Shelagh Ratcliffe

Personal information
- Born: 25 January 1952 (age 74) Isle of Man
- Height: 1.69 m (5 ft 7 in)
- Weight: 68 kg (150 lb)

Sport
- Sport: Swimming
- Club: Everton Swimming Club, Liverpool

Medal record
Women's swimming
Representing England
British Commonwealth Games
| Silver medal – second place | 1970 Edinburgh | 200 m medley |
| Bronze medal – third place | 1970 Edinburgh | 400 m medley |
Representing Great Britain
European Championships
| Bronze medal – third place | 1970 Barcelona | 200 m medley |
| Bronze medal – third place | 1970 Barcelona | 400 m medley |

= Shelagh Ratcliffe =

British swimmer

Shelagh Hudson Ratcliffe (born 25 January 1952) is a retired British swimmer.

==Early life==
In 1972 she swam for Everton SC. She originated from Fairfield, Liverpool, and attended Calder High School for Girls.

==Swimming career==

Ratcliffe was born on the Isle of Man and later moved to Liverpool. She won bronze medals in the 200 metres and 400 metres medley at the 1970 European Aquatics Championships. She competed in these events at the 1968 and 1972 Summer Olympics and finished fifth in the 400 m medley in 1968.

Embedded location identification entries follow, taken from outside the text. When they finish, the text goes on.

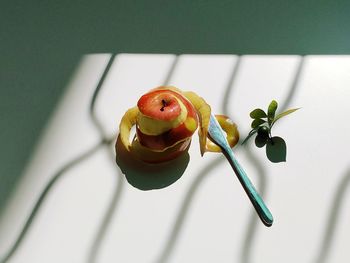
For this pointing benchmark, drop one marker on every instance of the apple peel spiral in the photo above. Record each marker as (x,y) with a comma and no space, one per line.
(165,119)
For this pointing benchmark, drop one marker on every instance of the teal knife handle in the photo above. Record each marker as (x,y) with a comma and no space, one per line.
(258,203)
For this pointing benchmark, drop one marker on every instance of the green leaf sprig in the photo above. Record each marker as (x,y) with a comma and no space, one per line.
(262,125)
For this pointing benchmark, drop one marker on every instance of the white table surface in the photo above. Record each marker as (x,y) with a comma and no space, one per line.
(92,214)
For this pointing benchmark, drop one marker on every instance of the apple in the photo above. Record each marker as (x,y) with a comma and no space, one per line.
(166,118)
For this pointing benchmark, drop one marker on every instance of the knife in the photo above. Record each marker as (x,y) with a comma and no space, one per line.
(217,135)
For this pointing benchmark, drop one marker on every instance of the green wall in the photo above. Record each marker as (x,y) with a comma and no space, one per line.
(41,43)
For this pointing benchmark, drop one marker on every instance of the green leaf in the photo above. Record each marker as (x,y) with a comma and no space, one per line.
(251,133)
(257,114)
(272,110)
(285,113)
(257,122)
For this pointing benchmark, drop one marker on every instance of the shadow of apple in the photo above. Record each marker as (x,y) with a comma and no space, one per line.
(145,176)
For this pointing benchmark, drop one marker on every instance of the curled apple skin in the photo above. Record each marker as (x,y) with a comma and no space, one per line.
(165,119)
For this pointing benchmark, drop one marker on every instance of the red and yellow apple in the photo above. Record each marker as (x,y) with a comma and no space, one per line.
(165,119)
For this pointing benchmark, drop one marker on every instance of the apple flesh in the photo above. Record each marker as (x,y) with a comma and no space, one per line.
(166,119)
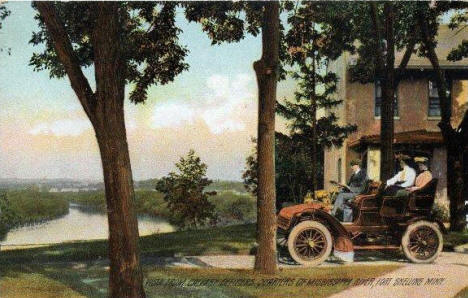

She also represented England and won a silver medal in the 200 metres medley and a bronze medal in the 400 metres medley, at the 1970 British Commonwealth Games in Edinburgh, Scotland. At the ASA National British Championships she won the 1969 220 yards freestyle title and was eight times champion in the medley events winning both the 220 yards medley and 440 yards medley titles in 1967, 1968, 1969 and 1970.

She retired in 1973 to pursue a career in business.

==Personal life==

In the late 1960s and early 1970s, Ratcliffe was practicing yoga and was a vegetarian. Her father was a yoga teacher.